Ultimate Spiderman Review

All I can say is...wow this game really sucks. I remember actually liking it when I first got it despite remembering actually having thrown the controller at the wall because of the horribly disjointed fighting system, but even the cel shaded, car-busting, uncontrollable fury of Venom is a lot clunkier than I remember.

The main appeal of Ultimate Spiderman is that it takes the web-swinging system implemented in Spiderman 2: The Movie: The Game, and combines it with comic-book-like graphics and the ability to play part of the story as Venom. Unfortunately, the comic-book approach falls short during cutscenes where a complete lack of music and occasional unmatched voice-overs makes them painful to watch. My qualms with Venom aren't as bad. Instead of making him a web-swinger like Spidey, the developers gave him a Locomotion Jump, where he can jump whole buildings in a single leap. Now while the idea was good, the control over the jump itself was less than spectacular. I found it difficult to get moving horizontally and frequently found myself falling short of a building, sometimes not even moving anywhere because Venom got stuck on a fence 1/4th his size, and it would take a second for him to reach out and grab a building if I was desperately trying to move forward two inches to avoid falling down 50 floors.
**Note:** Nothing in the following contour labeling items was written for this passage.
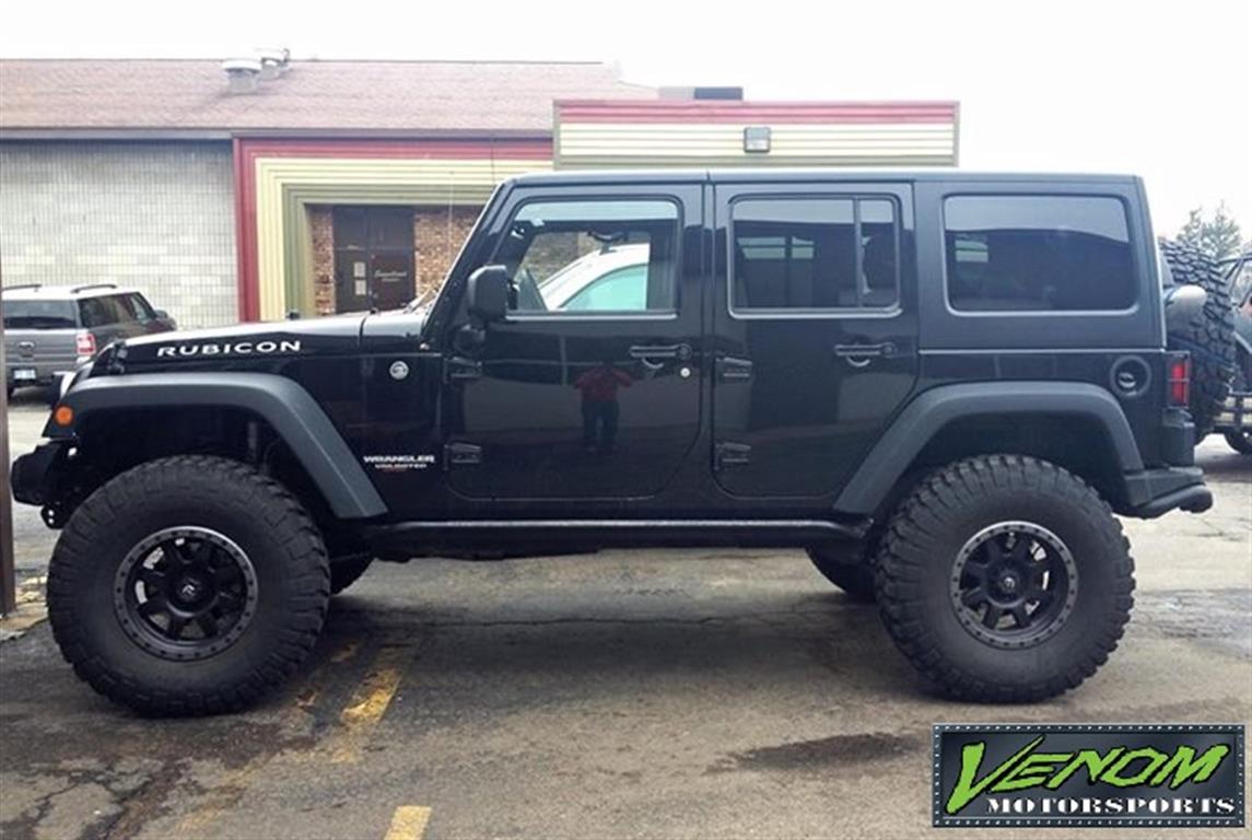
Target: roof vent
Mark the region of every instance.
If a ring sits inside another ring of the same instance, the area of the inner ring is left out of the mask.
[[[262,63],[259,59],[229,59],[222,63],[230,80],[230,93],[252,94],[257,91]]]
[[[744,99],[742,88],[661,88],[661,99],[680,99],[690,101],[692,99],[729,99],[739,101]]]
[[[742,88],[696,88],[691,91],[692,99],[725,99],[731,101],[744,101]]]
[[[292,51],[285,46],[264,46],[257,50],[260,60],[260,78],[277,79],[290,66]]]

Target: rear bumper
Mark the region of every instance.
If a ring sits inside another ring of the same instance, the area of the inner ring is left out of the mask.
[[[36,362],[23,359],[8,359],[5,363],[5,384],[16,388],[34,386],[53,386],[61,381],[61,377],[74,373],[78,366],[76,358],[55,359],[53,362]],[[19,372],[34,372],[35,378],[19,378]]]
[[[1252,432],[1252,392],[1232,391],[1213,428],[1218,432]]]
[[[1199,467],[1143,469],[1126,477],[1127,505],[1118,511],[1141,520],[1154,520],[1173,510],[1202,513],[1213,506],[1213,493],[1204,486]]]

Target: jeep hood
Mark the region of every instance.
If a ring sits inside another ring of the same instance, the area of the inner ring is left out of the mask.
[[[109,346],[100,362],[125,366],[179,361],[244,359],[352,353],[361,347],[364,314],[185,329],[131,338]]]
In addition to the unpolished Venom jumping, the combat was royally subpar. I know that the series isn't exactly known for its quality fighting, but when you're told that your dodge consists of a blind leap out of the area you're standing in, and that you have to fight gangs of guys with guns, missile launchers, wrenches, swords, flamethrowers, shurikens, hadoukens, and the amazing ability to not get stunned and block every one of Spiderman's attacks with a 70% success rate while charging up their own super-attack, there is something fundamentally WRONG with the game. During the two and a half hour campaign, the combat isn't all that bad, but the flaws really show in the final fight and during combat tours...That's another thing, the campaign's friggin' short! Out of the two and a half hours, about 75% of that is going around doing random side quests or hoping that a spontaneous crime happens in Spidey's general vicinity to allow the next story event to occur. In addition, the story's not all that great; it's supposed to revolve around Venom trying to get back at the head of an evil conglomerate, but the game throws in a lot of random fights and strange quirks to try in vain to spice things up a bit.


MORTAL KOMBAAAAT!

Overall, this game wouldn't even qualify as a decent rental. All the good aspects of the game are present and accounted for in other recent Spiderman titles, and the five-minute long Venom gambits thrown into the fray throughout the campaign are practically one-button beat-em'-ups. The graphics were alright, so they'd get a 4 considering it's an Xbox generation game, but gameplay, music, and narration get a 2, 1, and 2.5 respectively. This game, ultimately a flop, gets a 2.4 out of 5.